She flung her head backwards so that more of her hair was loosed from its pins, coiling down her spine, so gloriously a shade of rich brown, now as dark as night. Her chin jutted dangerously and her eyes flashed.
‘How noble of you,’ she uttered sarcastically. ‘If you know what’s good for you, you will never lay hands on me again.’
Her lips curled back over her teeth in a snarl, and Lance thought she was like an animal on the defensive. Dear God, she was a magnificent creature, but heaven help the poor devil who got landed with her as a wife. He liked his women quicktempered, spirited and with fire in their veins. It made for a satisfying and exciting relationship, but Belle Ainsley with her bull-headed stubbornness would not only need a husband as strong-willed as herself, but with the patience of a saint.

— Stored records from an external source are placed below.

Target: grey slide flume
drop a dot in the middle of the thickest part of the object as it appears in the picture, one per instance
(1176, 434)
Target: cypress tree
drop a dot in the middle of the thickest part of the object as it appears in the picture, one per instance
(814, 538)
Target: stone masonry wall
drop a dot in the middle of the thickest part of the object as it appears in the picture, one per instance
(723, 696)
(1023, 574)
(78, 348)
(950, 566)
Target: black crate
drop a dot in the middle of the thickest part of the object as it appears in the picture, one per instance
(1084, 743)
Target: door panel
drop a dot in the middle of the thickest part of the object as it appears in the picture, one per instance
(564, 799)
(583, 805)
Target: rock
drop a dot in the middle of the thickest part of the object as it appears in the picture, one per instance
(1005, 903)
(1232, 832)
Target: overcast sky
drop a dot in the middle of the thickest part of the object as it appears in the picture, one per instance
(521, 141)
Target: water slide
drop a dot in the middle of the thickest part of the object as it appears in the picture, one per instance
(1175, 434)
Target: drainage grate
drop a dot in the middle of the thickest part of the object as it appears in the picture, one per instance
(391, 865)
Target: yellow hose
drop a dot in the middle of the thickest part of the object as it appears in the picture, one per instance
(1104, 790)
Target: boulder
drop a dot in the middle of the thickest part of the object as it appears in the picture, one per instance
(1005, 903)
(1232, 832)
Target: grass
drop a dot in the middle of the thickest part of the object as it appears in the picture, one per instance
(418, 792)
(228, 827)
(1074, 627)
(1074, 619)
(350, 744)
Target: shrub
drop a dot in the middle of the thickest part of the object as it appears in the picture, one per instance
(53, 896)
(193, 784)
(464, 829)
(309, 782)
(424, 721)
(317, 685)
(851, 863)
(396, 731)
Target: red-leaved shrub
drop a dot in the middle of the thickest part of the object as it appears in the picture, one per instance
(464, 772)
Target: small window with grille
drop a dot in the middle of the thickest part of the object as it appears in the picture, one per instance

‘As to that, Belle, I shall make no promises. Who knows what will come from our association? I will tell you now that I consider my independence of great importance. I am not necessarily anxious to give it up immediately now I have returned home, but I may just decide to forget the promise I made to myself to remain a bachelor and take you to wife just to show you what delights can be had between a married couple.’
Belle glowered at him and spoke with derision. ‘What subtle ploys you practise, Lord Bingham. If you think to get me into your bed with your liberal use of the word marriage, you will find I am not as gullible as you think.’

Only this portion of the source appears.